About the new dataset and RAM usage

I’ll tell how I’m handling “super massive”: I’m collapsing it down to approximately “legacy” size.

The motivation, for the radical surgery that follows, can be seen quite plainly in the graph of inter-feature correlations, displayed in the cell “Out[7]” of analysis_and_tips.ipynb . Take a look at it! It shows 25 visually indistinguishable squares – no speck or squiggle out of place, in any of those 25 squares! Props to Numerai, for putting this redundancy front and center. They could very easily have obfuscated it.

For each “longRow”, of 1,050 int8 features (0, 1, 2, 3, or 4), I do:

shortRow = [sum( longRow[j : : 210] ) for j in range(210)]

Now I have 210 features, each with a value from 0 to 20 – which still fits in an int8.

Due to the high correlation, I wasn’t much surprised to find almost half the cells (in the 4.4M by 210 feature array) occupied by a whole multiple of 5 (i.e. 0, 5, 10, 15, or 20: what you’d get by adding 5 identical feature values). What did surprise me, was that 0 and 20, which can only be 0+0+0+0+0 or 4+4+4+4+4, each occupy 1/8 of the cells!

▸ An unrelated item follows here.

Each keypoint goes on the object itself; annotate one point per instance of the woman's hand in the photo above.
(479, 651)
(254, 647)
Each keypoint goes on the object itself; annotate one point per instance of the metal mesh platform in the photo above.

So if (like me) you have just a little more than enough RAM for the legacy tourney, you can probably squeeze in this 210 feature version of the super-massive. You won’t get much advantage (over legacy) feature-wise, but you will be in a significantly more “target rich environment” (a greater proportion of the rows are labeled with target values).

If you have abundant RAM, like 64 Gb and up, with a fleet of cores and GPU’s: maybe a 210-feature model could contribute to your grand ensemble.